Journalight

UI Journalism Studies

Feature

Merakyat Lewat Digital: Kenapa Politisi Semakin Gencar Kampanye Melalui Sosial Media?

JAKARTA, (05/06/2025) — Tak lagi sebatas banyak-banyakan spanduk di jalan raya ataupun pidato di televisi. Politisi kini semakin gencar mencari sorotan melalui media sosial, mulai dari konten ngobrol bareng warga ala Dedi Mulyadi hingga video ceramah versi modernnya Lawrence Wong. Apa, sih, yang membuat media sosial begitu “menggoda” bagi para politisi di berbagai belahan dunia?

Video kompilasi perbedaan pendekatan konten media sosial dari tiga politisi dari Indonesia, Singapura, dan India.
Visual: Unsplash dan Instagram @dedimulyadi71@lawrencewongst dan @narendramodi

Lanskap politik dalam negeri baru-baru ini dihebohkan dengan aktivitas digital Kang Dedi Mulyadi (KDM), Gubernur Jawa Barat, yang dijuluki “gubernur konten”. Berkat konten-konten sosial medianya, KDM kini berhasil meraup 4.6 juta pengikut dengan rata-rata puluhan ribu likespada setiap postingannya di Instagram. Konten-kontennya ini berhasil menangkap perhatian dan sorotan dari tak hanya masyarakat Jawa Barat, tetapi juga masyarakat lintas daerah.

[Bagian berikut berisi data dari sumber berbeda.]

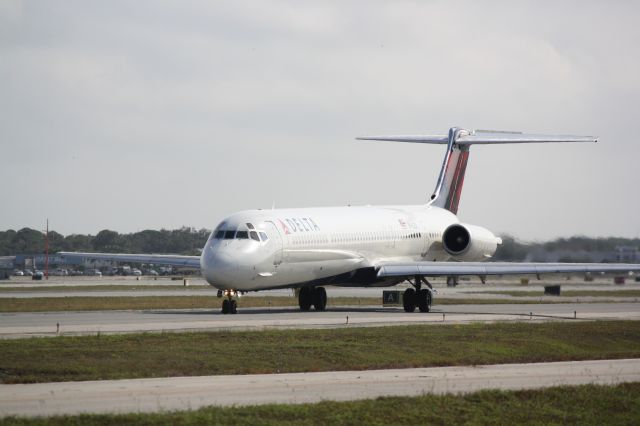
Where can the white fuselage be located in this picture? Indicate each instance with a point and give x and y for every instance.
(263, 249)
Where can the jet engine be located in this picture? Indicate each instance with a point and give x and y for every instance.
(469, 243)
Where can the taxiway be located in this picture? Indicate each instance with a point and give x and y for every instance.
(18, 325)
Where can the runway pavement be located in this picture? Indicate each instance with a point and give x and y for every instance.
(20, 325)
(187, 393)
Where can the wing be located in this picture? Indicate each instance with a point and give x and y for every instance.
(156, 259)
(436, 269)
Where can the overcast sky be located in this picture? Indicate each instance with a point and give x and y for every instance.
(132, 115)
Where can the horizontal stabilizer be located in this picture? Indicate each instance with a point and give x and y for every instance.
(483, 137)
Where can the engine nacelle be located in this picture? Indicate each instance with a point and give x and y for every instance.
(469, 243)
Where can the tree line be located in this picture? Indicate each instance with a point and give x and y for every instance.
(189, 241)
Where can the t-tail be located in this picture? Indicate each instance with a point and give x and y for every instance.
(458, 141)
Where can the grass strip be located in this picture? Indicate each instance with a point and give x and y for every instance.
(580, 405)
(285, 351)
(89, 303)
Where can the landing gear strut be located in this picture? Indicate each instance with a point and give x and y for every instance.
(420, 297)
(312, 296)
(229, 305)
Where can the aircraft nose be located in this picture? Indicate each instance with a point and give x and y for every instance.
(219, 268)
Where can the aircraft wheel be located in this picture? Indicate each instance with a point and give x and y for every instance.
(320, 299)
(305, 298)
(424, 300)
(409, 300)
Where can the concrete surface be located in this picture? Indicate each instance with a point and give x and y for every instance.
(187, 393)
(18, 325)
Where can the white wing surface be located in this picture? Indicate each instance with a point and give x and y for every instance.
(156, 259)
(436, 269)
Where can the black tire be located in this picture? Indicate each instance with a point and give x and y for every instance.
(305, 297)
(409, 300)
(424, 300)
(320, 298)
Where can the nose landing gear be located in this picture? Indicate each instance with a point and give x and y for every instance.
(312, 296)
(419, 297)
(229, 305)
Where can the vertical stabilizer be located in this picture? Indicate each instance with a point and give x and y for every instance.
(451, 179)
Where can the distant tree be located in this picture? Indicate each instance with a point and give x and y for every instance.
(107, 241)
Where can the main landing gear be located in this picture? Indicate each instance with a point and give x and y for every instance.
(417, 296)
(229, 304)
(312, 296)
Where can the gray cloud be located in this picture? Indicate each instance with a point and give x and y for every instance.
(133, 115)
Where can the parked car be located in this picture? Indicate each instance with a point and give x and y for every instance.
(93, 272)
(60, 272)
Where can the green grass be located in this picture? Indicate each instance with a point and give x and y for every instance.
(211, 353)
(89, 303)
(575, 405)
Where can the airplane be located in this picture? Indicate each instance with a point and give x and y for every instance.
(364, 246)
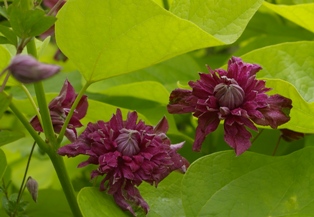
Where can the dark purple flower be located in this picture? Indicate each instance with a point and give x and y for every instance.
(27, 69)
(127, 153)
(236, 97)
(59, 108)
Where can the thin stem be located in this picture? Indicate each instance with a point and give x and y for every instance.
(55, 7)
(255, 138)
(29, 96)
(5, 81)
(277, 145)
(68, 118)
(6, 4)
(41, 143)
(64, 179)
(42, 103)
(166, 4)
(4, 188)
(25, 173)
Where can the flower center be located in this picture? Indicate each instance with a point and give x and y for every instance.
(229, 94)
(127, 142)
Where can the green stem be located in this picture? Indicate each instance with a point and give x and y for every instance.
(68, 118)
(29, 96)
(166, 4)
(64, 179)
(42, 103)
(22, 188)
(41, 143)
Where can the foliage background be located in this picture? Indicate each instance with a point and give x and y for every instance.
(135, 53)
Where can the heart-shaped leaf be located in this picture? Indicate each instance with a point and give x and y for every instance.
(302, 14)
(256, 185)
(122, 35)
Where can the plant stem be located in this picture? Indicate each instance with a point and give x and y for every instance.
(277, 145)
(51, 149)
(42, 103)
(29, 96)
(41, 143)
(166, 4)
(64, 179)
(68, 118)
(55, 7)
(25, 174)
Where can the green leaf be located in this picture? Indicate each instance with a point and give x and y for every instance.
(168, 73)
(92, 202)
(294, 63)
(3, 163)
(102, 111)
(256, 185)
(28, 23)
(165, 200)
(301, 14)
(129, 35)
(7, 136)
(9, 34)
(5, 101)
(50, 203)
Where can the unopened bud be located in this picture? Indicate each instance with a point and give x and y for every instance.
(229, 94)
(289, 135)
(32, 187)
(27, 69)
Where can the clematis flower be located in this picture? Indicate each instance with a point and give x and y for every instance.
(234, 96)
(127, 153)
(27, 69)
(59, 108)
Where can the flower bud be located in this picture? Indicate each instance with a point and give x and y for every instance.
(229, 95)
(32, 187)
(27, 69)
(127, 142)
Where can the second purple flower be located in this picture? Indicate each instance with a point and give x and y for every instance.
(234, 96)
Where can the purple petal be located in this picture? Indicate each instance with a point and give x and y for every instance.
(181, 101)
(27, 69)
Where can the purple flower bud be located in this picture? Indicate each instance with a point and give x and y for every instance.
(236, 97)
(32, 187)
(290, 135)
(27, 69)
(127, 153)
(229, 95)
(59, 108)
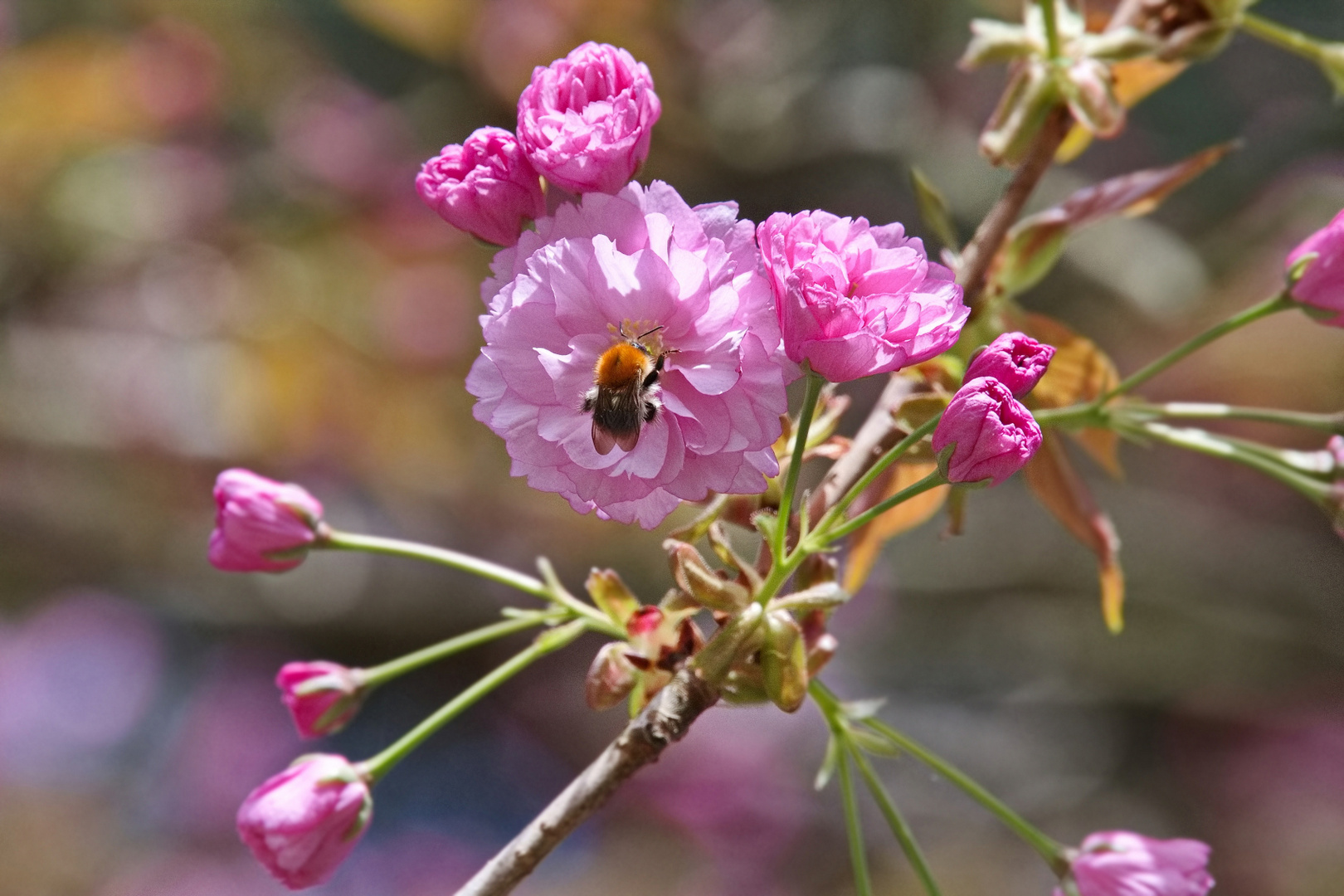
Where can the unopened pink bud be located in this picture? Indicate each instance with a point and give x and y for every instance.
(990, 433)
(1118, 863)
(1014, 359)
(485, 186)
(261, 525)
(587, 119)
(856, 299)
(303, 822)
(321, 696)
(1322, 282)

Namun, fenomena politisi yang ‘social media savvy’ tidak hanya terjadi di Indonesia. Perdana Menteri Singapura, Lawrence Wong, memanfaatkan media sosial untuk menyampaikan kebijakan pemmerintah dan memperkuat hubungan antara masyarakat dan pemerintah pusat. Dengan angle kamera yang sinematik, penyuntingan video yang dinamis, serta gaya bicara yang lugas, Lawrence mencuri perhatian dan simpati masyarakat Singapura, bahkan dipuji oleh masyarakat negara tetangga.

India pun tidak ketinggalan dalam tren ini. Perdana Menteri Narendra Modi, dengan 95.9 juta pengikut di Instagram, memiliki kehadiran digital yang luar biasa. Melalui feed-nya, ia membagikan cuplikan perbincangan di podcast, konten ceramah, hingga aktivitas sehari-hari yang dikemas secara menarik. Setiap unggahannya mampu meraup jutaan likesdan memiliki engagementtinggi untuk seorang politisi.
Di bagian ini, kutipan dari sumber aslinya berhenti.